Evidence suggests that 70 percent to 90 percent of colon cancer cases are caused by faulty nutrition and other factors associated with lifestyle. Colon cancer continues to be the second leading cause of cancer death in North America, with about 140,000 new cases diagnosed each year in the United States.
With respect to preventing colon cancer development, dietary modifications linked to reduced colon cancer incidence include consuming a low-animal-fat diet with minimum intake of trans and hydrogenated fats; consuming more fiber, fruits and vegetables, especially cruciferous vegetables, as well as allium-containing foods (garlic and onions) and omega-3 fats; minimizing alcohol consumption; and attaining optimal levels of folic acid, calcium, vitamin D, selenium, antioxidants and several other micronutrients. It also is best to minimize intake of barbequed foods (charring of such foods results in the formation of highly carcinogenic chemical compounds), and sodium nitrite, which is found in many processed foods.
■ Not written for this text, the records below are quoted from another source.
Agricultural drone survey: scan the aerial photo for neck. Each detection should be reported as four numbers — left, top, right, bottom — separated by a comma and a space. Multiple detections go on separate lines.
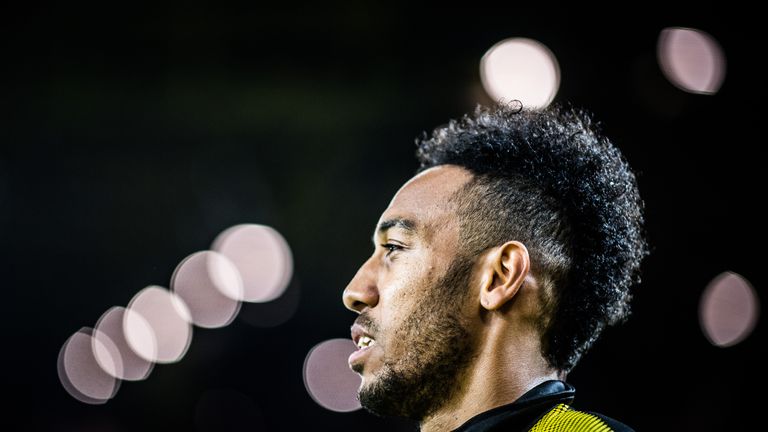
420, 331, 559, 432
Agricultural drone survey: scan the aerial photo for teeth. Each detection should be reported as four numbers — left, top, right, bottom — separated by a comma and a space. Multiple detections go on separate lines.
357, 336, 376, 349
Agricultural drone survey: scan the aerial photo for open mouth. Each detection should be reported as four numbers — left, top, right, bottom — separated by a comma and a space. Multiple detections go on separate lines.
355, 335, 376, 350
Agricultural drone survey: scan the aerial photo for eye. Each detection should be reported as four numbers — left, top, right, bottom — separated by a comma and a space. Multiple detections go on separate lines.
381, 243, 403, 256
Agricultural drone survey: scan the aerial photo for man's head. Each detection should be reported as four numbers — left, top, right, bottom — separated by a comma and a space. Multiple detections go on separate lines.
344, 107, 647, 419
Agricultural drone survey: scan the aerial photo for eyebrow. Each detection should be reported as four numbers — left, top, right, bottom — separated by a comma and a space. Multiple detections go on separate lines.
376, 218, 416, 234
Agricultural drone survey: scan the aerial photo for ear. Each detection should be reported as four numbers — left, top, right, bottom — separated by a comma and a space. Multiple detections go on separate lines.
480, 241, 531, 310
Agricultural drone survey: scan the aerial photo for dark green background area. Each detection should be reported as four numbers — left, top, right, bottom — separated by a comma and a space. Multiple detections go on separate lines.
0, 2, 766, 431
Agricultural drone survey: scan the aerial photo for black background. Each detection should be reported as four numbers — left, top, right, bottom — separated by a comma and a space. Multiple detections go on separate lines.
0, 1, 766, 431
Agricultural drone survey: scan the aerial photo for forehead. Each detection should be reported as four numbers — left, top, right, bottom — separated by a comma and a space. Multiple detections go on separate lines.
381, 165, 472, 235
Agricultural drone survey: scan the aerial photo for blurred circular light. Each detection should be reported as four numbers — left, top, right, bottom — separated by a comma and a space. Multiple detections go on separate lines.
656, 27, 725, 94
238, 280, 301, 327
699, 272, 760, 347
123, 285, 192, 363
480, 38, 560, 108
93, 306, 156, 381
304, 339, 361, 412
57, 327, 120, 405
211, 224, 293, 302
171, 251, 243, 328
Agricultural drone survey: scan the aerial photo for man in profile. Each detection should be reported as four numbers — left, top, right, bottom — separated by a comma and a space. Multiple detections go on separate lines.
343, 105, 647, 432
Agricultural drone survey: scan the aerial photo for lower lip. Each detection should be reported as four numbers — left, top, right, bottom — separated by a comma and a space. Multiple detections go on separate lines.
348, 346, 373, 365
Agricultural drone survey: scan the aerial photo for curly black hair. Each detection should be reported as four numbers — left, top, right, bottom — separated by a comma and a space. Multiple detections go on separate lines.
416, 101, 648, 372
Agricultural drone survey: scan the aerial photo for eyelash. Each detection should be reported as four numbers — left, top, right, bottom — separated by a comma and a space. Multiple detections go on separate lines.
381, 243, 403, 256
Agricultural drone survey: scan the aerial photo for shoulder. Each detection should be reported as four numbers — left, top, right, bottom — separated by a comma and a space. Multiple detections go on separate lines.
530, 403, 634, 432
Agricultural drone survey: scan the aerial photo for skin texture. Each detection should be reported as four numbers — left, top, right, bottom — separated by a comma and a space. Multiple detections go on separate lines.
343, 165, 564, 431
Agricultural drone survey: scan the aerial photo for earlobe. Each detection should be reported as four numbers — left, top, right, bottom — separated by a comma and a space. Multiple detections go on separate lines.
480, 241, 530, 310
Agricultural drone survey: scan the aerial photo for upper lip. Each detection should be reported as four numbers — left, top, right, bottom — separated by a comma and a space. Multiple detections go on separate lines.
350, 323, 371, 345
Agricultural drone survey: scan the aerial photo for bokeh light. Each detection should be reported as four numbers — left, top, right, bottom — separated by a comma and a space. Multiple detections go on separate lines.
171, 251, 243, 328
699, 272, 760, 347
93, 306, 155, 381
57, 327, 120, 405
480, 38, 560, 108
123, 285, 192, 363
304, 339, 361, 412
238, 279, 301, 327
657, 27, 725, 94
211, 224, 293, 302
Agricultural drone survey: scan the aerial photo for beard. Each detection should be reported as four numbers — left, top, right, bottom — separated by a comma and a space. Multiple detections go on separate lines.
358, 257, 473, 421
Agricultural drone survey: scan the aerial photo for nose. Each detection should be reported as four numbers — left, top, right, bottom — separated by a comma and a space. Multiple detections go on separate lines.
342, 257, 379, 313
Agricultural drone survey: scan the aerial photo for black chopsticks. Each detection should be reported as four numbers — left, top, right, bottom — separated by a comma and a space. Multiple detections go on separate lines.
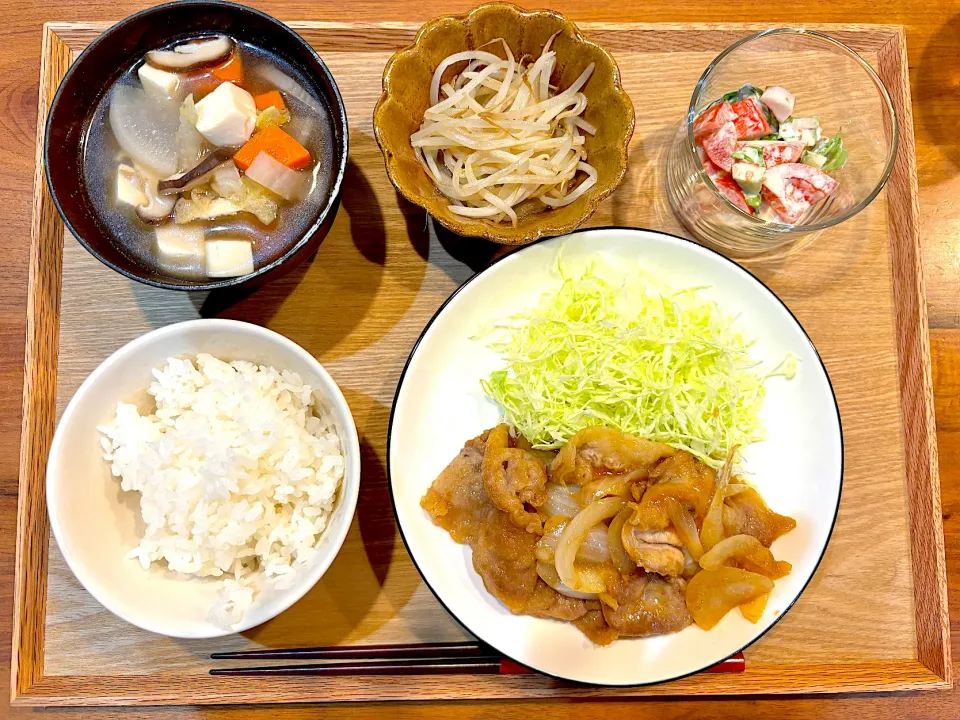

Cell Membrane Receptors and Cancer
In recent years, cancer researchers have discovered that an important part of the puzzle in colon cancer development involves the expression of certain cell membrane receptors and their stimulation by various chemical agents (ligands). Stimulation of various cell membrane receptors by specific ligands produces profound effects on cellular proliferation, cell growth, cell differentiation and apoptosis (programmed cell death). As an example, the binding of vitamin D to the vitamin D receptor on the cell membrane triggers a series of reactions (known as signal transduction) that ultimately promotes the induction of intracellular messengers, which slows the rate of cell division and promotes cell maturation; two outcomes linked to the reduction of cancer development.
On the other hand, the over-expression of epidermal growth factor receptors (EGFR) and other members of the tyrosine kinase family frequently are indicated in epithelial cancers, including colon cancer. The epidermal growth factor (EGF) family of receptor tyrosine kinases consists of four receptors: EGF-R (ErbB1), ErbB2 (Neu), ErbB3, and ErbB4.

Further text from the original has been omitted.